Tote und Untote zum Saisonstart in Hamburg: Wenn Lessings weiser Nathan und Barabas, Marlowes Jude von Malta, sich in Anselm Webers Doppelinszenierung zum letzten Mal begegnen, ist der, der jede Attacke seiner Feinde mit unbändiger Tatkraft parierte, tot. Der andere, dessen aufgeklärte Gedanken gekrönten und anderen Häuptern dienlich waren, konnte nur seine Haut retten. Die märchenfernen Palmen sind längst versunken, ebenso wie der gewaltige Prospekt von Maltas Festungsmauern und -gräben mit Ausblick aufs gemalte Meer. Gleich zu Beginn setzen Anselm Weber und Raimund Bauers Bühnenbild mit der brennenden Bibliothek rechts und links von der schiefen, spitz in den Zuschauerraum ragenden Spielfläche ein deutliches Zeichen. Zwar wird Nathans Tochter vom jungen Tempelritter aus den Flammen errettet, doch der Feuerschein brennt ins Gedächtnis ein: Die Welt ist in die Schieflage geraten und auf die Maße eines Zwischendecks geschrumpft, unrettbar.

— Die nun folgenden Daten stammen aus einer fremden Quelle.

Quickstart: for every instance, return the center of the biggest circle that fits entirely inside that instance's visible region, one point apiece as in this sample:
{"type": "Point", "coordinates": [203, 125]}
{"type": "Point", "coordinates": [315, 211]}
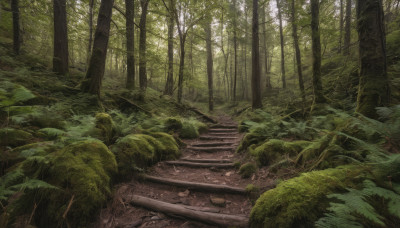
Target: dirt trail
{"type": "Point", "coordinates": [202, 189]}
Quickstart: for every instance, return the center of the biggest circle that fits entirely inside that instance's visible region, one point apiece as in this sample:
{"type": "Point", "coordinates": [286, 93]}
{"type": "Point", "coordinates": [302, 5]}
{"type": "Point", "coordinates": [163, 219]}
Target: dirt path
{"type": "Point", "coordinates": [202, 189]}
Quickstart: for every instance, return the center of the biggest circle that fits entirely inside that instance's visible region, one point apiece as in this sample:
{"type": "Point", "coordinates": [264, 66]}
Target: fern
{"type": "Point", "coordinates": [355, 207]}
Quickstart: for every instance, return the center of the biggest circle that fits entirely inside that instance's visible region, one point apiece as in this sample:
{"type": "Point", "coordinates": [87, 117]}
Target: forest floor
{"type": "Point", "coordinates": [222, 140]}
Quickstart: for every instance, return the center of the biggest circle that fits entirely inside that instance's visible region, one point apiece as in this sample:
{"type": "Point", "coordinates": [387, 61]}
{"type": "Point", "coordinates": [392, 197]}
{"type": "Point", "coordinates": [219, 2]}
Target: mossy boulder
{"type": "Point", "coordinates": [14, 137]}
{"type": "Point", "coordinates": [302, 200]}
{"type": "Point", "coordinates": [82, 171]}
{"type": "Point", "coordinates": [142, 150]}
{"type": "Point", "coordinates": [272, 150]}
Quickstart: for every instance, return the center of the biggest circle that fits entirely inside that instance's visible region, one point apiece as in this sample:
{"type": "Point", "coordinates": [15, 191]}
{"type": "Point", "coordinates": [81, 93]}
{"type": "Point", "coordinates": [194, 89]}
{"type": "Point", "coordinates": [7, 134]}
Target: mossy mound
{"type": "Point", "coordinates": [272, 150]}
{"type": "Point", "coordinates": [247, 169]}
{"type": "Point", "coordinates": [82, 171]}
{"type": "Point", "coordinates": [302, 200]}
{"type": "Point", "coordinates": [141, 150]}
{"type": "Point", "coordinates": [14, 137]}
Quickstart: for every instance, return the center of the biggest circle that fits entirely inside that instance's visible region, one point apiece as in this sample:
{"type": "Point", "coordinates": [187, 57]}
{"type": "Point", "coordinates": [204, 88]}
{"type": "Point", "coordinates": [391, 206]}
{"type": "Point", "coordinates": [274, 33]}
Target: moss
{"type": "Point", "coordinates": [274, 149]}
{"type": "Point", "coordinates": [302, 200]}
{"type": "Point", "coordinates": [247, 169]}
{"type": "Point", "coordinates": [14, 137]}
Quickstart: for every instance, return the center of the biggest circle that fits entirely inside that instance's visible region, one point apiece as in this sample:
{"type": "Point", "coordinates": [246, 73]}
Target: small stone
{"type": "Point", "coordinates": [220, 202]}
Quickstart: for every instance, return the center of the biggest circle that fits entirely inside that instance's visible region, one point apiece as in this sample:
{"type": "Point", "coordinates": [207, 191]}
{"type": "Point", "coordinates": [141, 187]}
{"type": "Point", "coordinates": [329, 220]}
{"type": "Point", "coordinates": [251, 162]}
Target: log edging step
{"type": "Point", "coordinates": [224, 220]}
{"type": "Point", "coordinates": [195, 185]}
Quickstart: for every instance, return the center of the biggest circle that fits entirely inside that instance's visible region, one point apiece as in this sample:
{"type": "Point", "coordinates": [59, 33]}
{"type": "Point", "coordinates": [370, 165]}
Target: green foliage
{"type": "Point", "coordinates": [356, 208]}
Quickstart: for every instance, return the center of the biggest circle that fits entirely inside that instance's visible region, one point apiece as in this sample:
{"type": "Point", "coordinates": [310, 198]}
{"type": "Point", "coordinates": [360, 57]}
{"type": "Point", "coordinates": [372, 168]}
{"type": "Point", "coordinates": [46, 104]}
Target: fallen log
{"type": "Point", "coordinates": [224, 220]}
{"type": "Point", "coordinates": [195, 185]}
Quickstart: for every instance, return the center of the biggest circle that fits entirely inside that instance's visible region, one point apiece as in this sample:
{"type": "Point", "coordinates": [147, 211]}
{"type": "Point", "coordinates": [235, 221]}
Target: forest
{"type": "Point", "coordinates": [199, 113]}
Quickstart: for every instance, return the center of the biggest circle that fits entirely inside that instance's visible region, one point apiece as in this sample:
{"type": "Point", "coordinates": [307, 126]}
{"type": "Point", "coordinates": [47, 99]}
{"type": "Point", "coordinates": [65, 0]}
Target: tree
{"type": "Point", "coordinates": [255, 77]}
{"type": "Point", "coordinates": [316, 51]}
{"type": "Point", "coordinates": [95, 72]}
{"type": "Point", "coordinates": [130, 41]}
{"type": "Point", "coordinates": [347, 29]}
{"type": "Point", "coordinates": [142, 45]}
{"type": "Point", "coordinates": [374, 88]}
{"type": "Point", "coordinates": [169, 85]}
{"type": "Point", "coordinates": [282, 44]}
{"type": "Point", "coordinates": [60, 57]}
{"type": "Point", "coordinates": [297, 49]}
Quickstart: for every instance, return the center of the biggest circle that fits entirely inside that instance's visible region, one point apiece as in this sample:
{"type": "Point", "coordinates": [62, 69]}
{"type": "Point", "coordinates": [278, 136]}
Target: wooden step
{"type": "Point", "coordinates": [207, 160]}
{"type": "Point", "coordinates": [213, 149]}
{"type": "Point", "coordinates": [211, 137]}
{"type": "Point", "coordinates": [223, 220]}
{"type": "Point", "coordinates": [215, 188]}
{"type": "Point", "coordinates": [212, 144]}
{"type": "Point", "coordinates": [201, 165]}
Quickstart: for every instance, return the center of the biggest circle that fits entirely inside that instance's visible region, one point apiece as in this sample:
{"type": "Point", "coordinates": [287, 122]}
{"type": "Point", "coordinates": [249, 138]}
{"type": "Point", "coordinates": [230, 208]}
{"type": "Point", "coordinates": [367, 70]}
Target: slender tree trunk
{"type": "Point", "coordinates": [169, 85]}
{"type": "Point", "coordinates": [347, 35]}
{"type": "Point", "coordinates": [374, 90]}
{"type": "Point", "coordinates": [282, 45]}
{"type": "Point", "coordinates": [16, 34]}
{"type": "Point", "coordinates": [142, 46]}
{"type": "Point", "coordinates": [60, 58]}
{"type": "Point", "coordinates": [255, 77]}
{"type": "Point", "coordinates": [130, 41]}
{"type": "Point", "coordinates": [209, 65]}
{"type": "Point", "coordinates": [95, 73]}
{"type": "Point", "coordinates": [91, 6]}
{"type": "Point", "coordinates": [316, 51]}
{"type": "Point", "coordinates": [297, 51]}
{"type": "Point", "coordinates": [341, 27]}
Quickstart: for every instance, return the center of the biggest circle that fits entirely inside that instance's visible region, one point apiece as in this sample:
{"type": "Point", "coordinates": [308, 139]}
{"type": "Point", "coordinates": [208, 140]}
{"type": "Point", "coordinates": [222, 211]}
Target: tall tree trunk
{"type": "Point", "coordinates": [60, 58]}
{"type": "Point", "coordinates": [347, 34]}
{"type": "Point", "coordinates": [316, 50]}
{"type": "Point", "coordinates": [142, 46]}
{"type": "Point", "coordinates": [234, 50]}
{"type": "Point", "coordinates": [207, 29]}
{"type": "Point", "coordinates": [16, 38]}
{"type": "Point", "coordinates": [130, 41]}
{"type": "Point", "coordinates": [297, 51]}
{"type": "Point", "coordinates": [169, 85]}
{"type": "Point", "coordinates": [282, 45]}
{"type": "Point", "coordinates": [341, 27]}
{"type": "Point", "coordinates": [255, 77]}
{"type": "Point", "coordinates": [95, 73]}
{"type": "Point", "coordinates": [91, 6]}
{"type": "Point", "coordinates": [374, 90]}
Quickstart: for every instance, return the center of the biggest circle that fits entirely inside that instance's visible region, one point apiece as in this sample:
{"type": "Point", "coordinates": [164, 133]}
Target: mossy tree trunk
{"type": "Point", "coordinates": [16, 34]}
{"type": "Point", "coordinates": [316, 51]}
{"type": "Point", "coordinates": [130, 41]}
{"type": "Point", "coordinates": [255, 77]}
{"type": "Point", "coordinates": [142, 45]}
{"type": "Point", "coordinates": [95, 72]}
{"type": "Point", "coordinates": [60, 57]}
{"type": "Point", "coordinates": [374, 84]}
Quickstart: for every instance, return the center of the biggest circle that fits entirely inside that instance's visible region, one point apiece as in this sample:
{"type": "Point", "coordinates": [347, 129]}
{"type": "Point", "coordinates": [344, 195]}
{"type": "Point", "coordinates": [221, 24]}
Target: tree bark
{"type": "Point", "coordinates": [374, 90]}
{"type": "Point", "coordinates": [282, 45]}
{"type": "Point", "coordinates": [255, 77]}
{"type": "Point", "coordinates": [16, 34]}
{"type": "Point", "coordinates": [169, 85]}
{"type": "Point", "coordinates": [316, 50]}
{"type": "Point", "coordinates": [95, 73]}
{"type": "Point", "coordinates": [297, 51]}
{"type": "Point", "coordinates": [347, 35]}
{"type": "Point", "coordinates": [60, 58]}
{"type": "Point", "coordinates": [130, 41]}
{"type": "Point", "coordinates": [142, 45]}
{"type": "Point", "coordinates": [209, 65]}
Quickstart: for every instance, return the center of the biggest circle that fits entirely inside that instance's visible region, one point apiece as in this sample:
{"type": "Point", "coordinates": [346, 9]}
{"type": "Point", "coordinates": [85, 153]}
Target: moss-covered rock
{"type": "Point", "coordinates": [302, 200]}
{"type": "Point", "coordinates": [273, 149]}
{"type": "Point", "coordinates": [14, 137]}
{"type": "Point", "coordinates": [247, 169]}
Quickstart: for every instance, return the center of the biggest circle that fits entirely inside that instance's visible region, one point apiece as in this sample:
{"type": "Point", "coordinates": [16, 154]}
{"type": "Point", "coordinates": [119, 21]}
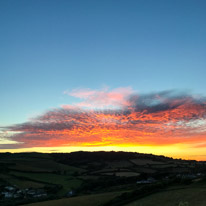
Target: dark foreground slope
{"type": "Point", "coordinates": [114, 178]}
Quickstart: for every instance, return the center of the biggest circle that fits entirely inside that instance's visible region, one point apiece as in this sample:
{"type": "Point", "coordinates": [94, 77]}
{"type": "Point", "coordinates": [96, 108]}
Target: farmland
{"type": "Point", "coordinates": [109, 178]}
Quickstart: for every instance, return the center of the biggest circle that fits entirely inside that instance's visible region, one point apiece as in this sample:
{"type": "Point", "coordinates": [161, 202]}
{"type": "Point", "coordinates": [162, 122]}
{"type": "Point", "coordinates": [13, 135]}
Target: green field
{"type": "Point", "coordinates": [85, 200]}
{"type": "Point", "coordinates": [189, 196]}
{"type": "Point", "coordinates": [67, 182]}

Nathan zückt den Scheck, den keiner will, und Barabas, der dicke Lebemann im wattierten Mantel, schmeißt mit Geldbündeln um sich; die brennenden Bücher prägten das Wissen um die Vergeblichkeit des Sich-Freikaufens längst ein und um die Verzweiflung dieser Geste, die den Weisen und den Wüsten über die Jahrhunderte hinweg verbindet.

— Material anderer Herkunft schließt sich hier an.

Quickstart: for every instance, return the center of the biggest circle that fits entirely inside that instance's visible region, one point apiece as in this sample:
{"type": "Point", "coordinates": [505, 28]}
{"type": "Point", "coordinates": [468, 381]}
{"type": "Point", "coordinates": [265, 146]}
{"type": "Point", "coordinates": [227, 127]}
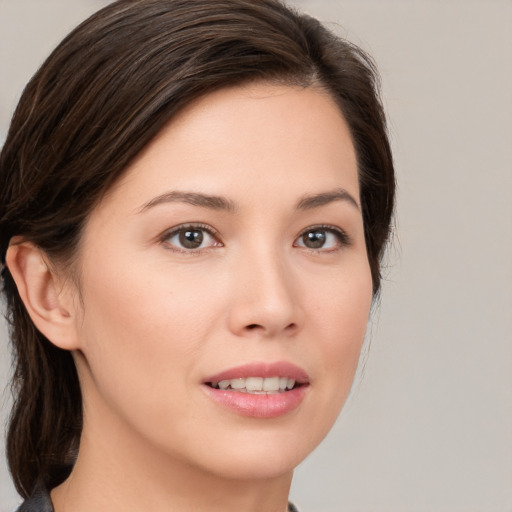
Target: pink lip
{"type": "Point", "coordinates": [260, 369]}
{"type": "Point", "coordinates": [259, 405]}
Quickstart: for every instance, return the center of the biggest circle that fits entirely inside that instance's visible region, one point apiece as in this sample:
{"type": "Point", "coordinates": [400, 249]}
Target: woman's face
{"type": "Point", "coordinates": [230, 255]}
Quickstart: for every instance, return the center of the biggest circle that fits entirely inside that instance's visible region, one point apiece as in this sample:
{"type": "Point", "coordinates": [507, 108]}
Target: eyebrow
{"type": "Point", "coordinates": [307, 202]}
{"type": "Point", "coordinates": [193, 198]}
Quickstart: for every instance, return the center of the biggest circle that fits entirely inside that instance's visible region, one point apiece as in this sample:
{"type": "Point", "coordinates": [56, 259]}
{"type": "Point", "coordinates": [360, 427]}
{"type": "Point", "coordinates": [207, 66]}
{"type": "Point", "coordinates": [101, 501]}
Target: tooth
{"type": "Point", "coordinates": [254, 383]}
{"type": "Point", "coordinates": [237, 383]}
{"type": "Point", "coordinates": [271, 384]}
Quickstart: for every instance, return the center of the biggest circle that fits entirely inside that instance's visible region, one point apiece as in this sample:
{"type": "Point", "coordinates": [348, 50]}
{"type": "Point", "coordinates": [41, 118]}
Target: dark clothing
{"type": "Point", "coordinates": [40, 502]}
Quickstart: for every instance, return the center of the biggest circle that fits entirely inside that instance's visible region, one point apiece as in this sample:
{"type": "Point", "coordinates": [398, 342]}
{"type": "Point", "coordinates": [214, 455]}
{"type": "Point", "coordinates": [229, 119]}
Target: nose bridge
{"type": "Point", "coordinates": [266, 298]}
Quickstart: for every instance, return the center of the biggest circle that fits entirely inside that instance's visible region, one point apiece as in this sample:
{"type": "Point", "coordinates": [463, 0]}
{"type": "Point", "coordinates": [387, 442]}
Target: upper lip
{"type": "Point", "coordinates": [262, 369]}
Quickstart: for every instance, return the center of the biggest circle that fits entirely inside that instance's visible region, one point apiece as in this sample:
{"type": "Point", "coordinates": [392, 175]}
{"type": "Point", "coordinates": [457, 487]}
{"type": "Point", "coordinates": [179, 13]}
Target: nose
{"type": "Point", "coordinates": [266, 301]}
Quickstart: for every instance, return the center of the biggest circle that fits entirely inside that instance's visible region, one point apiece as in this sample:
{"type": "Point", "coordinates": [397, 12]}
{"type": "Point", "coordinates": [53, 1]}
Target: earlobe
{"type": "Point", "coordinates": [46, 300]}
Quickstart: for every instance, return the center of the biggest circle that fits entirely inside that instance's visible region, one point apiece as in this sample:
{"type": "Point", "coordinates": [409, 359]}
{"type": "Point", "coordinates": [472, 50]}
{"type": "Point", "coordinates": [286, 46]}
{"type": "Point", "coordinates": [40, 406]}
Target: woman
{"type": "Point", "coordinates": [195, 200]}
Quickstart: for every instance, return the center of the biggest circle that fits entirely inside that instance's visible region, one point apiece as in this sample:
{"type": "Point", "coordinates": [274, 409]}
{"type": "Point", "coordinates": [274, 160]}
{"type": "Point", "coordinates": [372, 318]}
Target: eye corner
{"type": "Point", "coordinates": [329, 239]}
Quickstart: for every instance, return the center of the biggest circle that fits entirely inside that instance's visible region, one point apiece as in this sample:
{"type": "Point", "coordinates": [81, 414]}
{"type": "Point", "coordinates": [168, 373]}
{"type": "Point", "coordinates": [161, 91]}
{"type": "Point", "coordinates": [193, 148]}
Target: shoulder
{"type": "Point", "coordinates": [39, 501]}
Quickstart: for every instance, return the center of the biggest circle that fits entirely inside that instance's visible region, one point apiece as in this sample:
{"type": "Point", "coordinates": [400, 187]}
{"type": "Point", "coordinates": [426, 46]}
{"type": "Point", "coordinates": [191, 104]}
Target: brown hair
{"type": "Point", "coordinates": [100, 97]}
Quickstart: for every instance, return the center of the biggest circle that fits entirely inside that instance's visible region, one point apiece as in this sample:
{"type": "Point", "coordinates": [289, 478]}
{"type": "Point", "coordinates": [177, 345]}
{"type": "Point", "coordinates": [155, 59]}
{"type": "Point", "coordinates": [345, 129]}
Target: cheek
{"type": "Point", "coordinates": [140, 335]}
{"type": "Point", "coordinates": [341, 318]}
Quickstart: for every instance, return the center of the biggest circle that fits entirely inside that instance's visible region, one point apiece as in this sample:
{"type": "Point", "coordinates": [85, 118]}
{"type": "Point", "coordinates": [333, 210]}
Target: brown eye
{"type": "Point", "coordinates": [190, 238]}
{"type": "Point", "coordinates": [323, 237]}
{"type": "Point", "coordinates": [314, 239]}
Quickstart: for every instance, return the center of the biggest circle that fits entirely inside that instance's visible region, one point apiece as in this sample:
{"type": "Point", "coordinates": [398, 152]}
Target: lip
{"type": "Point", "coordinates": [262, 369]}
{"type": "Point", "coordinates": [263, 406]}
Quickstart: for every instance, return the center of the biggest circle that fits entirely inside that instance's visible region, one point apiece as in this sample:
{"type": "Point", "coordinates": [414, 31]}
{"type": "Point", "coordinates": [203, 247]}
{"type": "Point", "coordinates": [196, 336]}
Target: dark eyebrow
{"type": "Point", "coordinates": [314, 201]}
{"type": "Point", "coordinates": [193, 198]}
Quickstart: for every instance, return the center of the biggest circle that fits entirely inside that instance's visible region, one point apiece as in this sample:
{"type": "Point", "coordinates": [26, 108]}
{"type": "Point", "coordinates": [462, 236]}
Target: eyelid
{"type": "Point", "coordinates": [343, 238]}
{"type": "Point", "coordinates": [169, 233]}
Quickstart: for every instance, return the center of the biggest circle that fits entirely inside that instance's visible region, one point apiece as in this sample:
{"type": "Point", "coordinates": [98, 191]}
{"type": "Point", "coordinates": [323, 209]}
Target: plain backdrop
{"type": "Point", "coordinates": [429, 426]}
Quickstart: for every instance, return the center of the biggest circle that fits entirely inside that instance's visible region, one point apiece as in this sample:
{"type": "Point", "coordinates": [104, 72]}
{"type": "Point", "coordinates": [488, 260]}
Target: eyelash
{"type": "Point", "coordinates": [343, 238]}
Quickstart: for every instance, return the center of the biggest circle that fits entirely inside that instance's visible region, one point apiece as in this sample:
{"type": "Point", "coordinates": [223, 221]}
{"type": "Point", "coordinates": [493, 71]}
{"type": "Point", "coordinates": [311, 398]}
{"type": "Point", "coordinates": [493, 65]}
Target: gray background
{"type": "Point", "coordinates": [429, 427]}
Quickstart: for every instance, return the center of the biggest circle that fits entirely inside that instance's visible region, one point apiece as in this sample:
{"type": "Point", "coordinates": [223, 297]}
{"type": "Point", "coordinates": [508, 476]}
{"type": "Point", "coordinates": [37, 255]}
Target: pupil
{"type": "Point", "coordinates": [314, 239]}
{"type": "Point", "coordinates": [191, 239]}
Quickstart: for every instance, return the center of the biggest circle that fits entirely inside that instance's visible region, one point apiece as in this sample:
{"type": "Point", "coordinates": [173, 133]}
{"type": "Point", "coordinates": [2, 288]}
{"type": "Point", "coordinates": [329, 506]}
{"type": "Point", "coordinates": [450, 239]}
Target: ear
{"type": "Point", "coordinates": [49, 300]}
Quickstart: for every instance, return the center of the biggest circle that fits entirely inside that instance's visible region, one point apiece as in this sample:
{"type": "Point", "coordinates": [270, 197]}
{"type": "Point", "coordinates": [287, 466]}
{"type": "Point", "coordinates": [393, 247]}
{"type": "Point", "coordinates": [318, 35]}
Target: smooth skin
{"type": "Point", "coordinates": [169, 288]}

Die Nähe dieses Wagnisses, Lessing und Marlowe aufeinanderzuhetzen, zur zweiten Premiere – Gundi Ellerts „Josephs Töchter“ im Malersaal zeigt, wie klug und riskant die neue Spielzeit im Schauspielhaus auch diesmal wieder eingeleitet wurde. Tote und Untote auch hier: Um „den Krieg zu beenden“, hat Joseph, Lehrer und Humanist wie sein Vater, seine fünf Töchter an die riesige steinerne Tafel unterm Fliegenfänger in das Haus geladen, das früher ihm gehörte. Joseph Bierbichler als Joseph beschwört mit traumwandlerischer Selbstverlorenheit Gespenster; unter hauchdünner jovialer Schicht lauert der Schießbefehl, den er im Krieg erlernte, bereit, sich jederzeit und bei jeder Schwäche Bahn zu brechen und dennoch unauflöslich verbunden mit dem kleinen Jungen, der in grauer Vorzeit geschlagen und verlassen wurde. Jossi Wielers Inszenierung entfesselt die Gespenster und demonstriert völlig unangestrengt ihr höchst reales Wiedergängerleben, in der Boshaftigkeit und Beschädigung jeder einzelnen seiner Töchter, und der mitunter wie in Beton erstarrte Mann treibt sein Kriegsspiel vom Verlassen und Verletzen mit ihnen. Die Damen in den Faltenröcken und Strickwesten überziehen einander mit Gift, die eine saufend, die andere ihre Schwestern siezend und triezend, die dritte panzerhaft beherrscht, die vierte besserwisserisch, und nur die jüngste, von Vater und Schwestern ausgegrenzte, läßt die tödliche Verletzung spüren. Marlen Diekhoff, Marion Breckwoldt, Angela Schmid, Annelore Sarbach und vor allem Elke Lang als rotweinunselige Hanna buchstabieren das Alphabet von Gewalt und Hilflosigkeit, eigener Unterwerfung und Zerstörung anderer böse und genau – Golden Girls mit tiefschwarzem Witz, und der Weg vom verletzten Kind zum schmerzlosen Monster hat viele Facetten. Gundi Ellerts Stück mit seiner kunstvoll gestelzten und oft zielsicher abrutschenden Sprache bleiben in dieser Inszenierung die allzu naheliegenden, schlichten Beweisführungen und Kurzschlüsse erspart. Für Joseph, bedroht und aus dem Gleichgewicht gebracht von der Figur eines kleinen Jungen, der ihn verfolgt, gibt es keine einfachen Lösungen. Er und seine Töchter bleiben verzweifelt eingemauert in ihre Geschichte und ihr tödliches Leben.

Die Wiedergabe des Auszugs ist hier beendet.